Tiburon's Main Street burned to the ground three times before 1921. This picture was taken sometime before the last fire. Cars can be seen but buggies are still widely used.

The ferries have lasted, off and on, up to the present, but the trains stopped running in 1967, when the last freighter pulled out for good. Tiburon Boulevard attained its present dimensions in 1929, when the town's brand-new chamber of commerce oversaw its extension from San Rafael Avenue down to Main Street over filled land that was originally part of the Belvedere Lagoon. This extension is now Tiburon's main downtown artery. The exodus of Tiburon's business center from Main Street to the Tiburon Boulevard extension began in the 1950s with the opening of the Boardwalk, although Fred Zelinsky's purchase of much of Main Street in 1956 resulted in new shops and the venerable Tiburon Playhouse. The town was incorporated in 1964; a police department was established in 1972, the same year the town bought $1,250,000 in open space to stave off over-development.

Belvedere has been connected to Tiburon, physically and otherwise, throughout their mutual history.
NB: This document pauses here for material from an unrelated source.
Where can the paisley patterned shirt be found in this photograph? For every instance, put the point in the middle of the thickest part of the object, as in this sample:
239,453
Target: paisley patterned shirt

Originally known by the Spanish as "The Pasture of Shark Point," for 30 years the whole mile-by-half-mile "island" was the home of bigwig Israel Kashow. He squatted here in 1855, raising sheep and cattle and establishing his very own codfishery, where 700 tons of fish were cured each year by 100 Chinese workers.

Kashow lost ownership of the island to New York attorney James C. Bolton in 1868, who won the real estate on behalf of John Reed's heirs and received as his fee half of the land in question. Kashow, however, refused to leave for 16 years, despite President Andrew Johnson, who claimed Belvedere for the military in 1867, and new owner Thomas B. Valentine, who brought his case all the way to Washington in 1884 and won in the process 7,845 acres of Marin's primest real estate, gloriously undeveloped.

Valentine named it Belvedere (Italian for "beautiful view") and subdivided it in 1890. M.M. O'Shaughnessy (see the Mill Valley section) laid out the new town, hillsides were terraced and the likes of Willis Polk and Julia Morgan designed the town's glorious new mansions. The town was incorporated in 1896; by 1900 there were 50 houses and one hotel, the Belvedere, the current location of the San Francisco Yacht Club. The annual Night in Venice celebrations began in 1895 with music, fireworks and beautifully decorated arks and yachts filling the lagoon. The tradition ended in 1927 with the wholesale pumping of mud into the lagoon, which resulted in precious landfill and, eventually, Tiburon Boulevard. The arks that once enjoyed Marin's most beautiful views departed, leaving the vistas to this beautiful island's beautiful homes.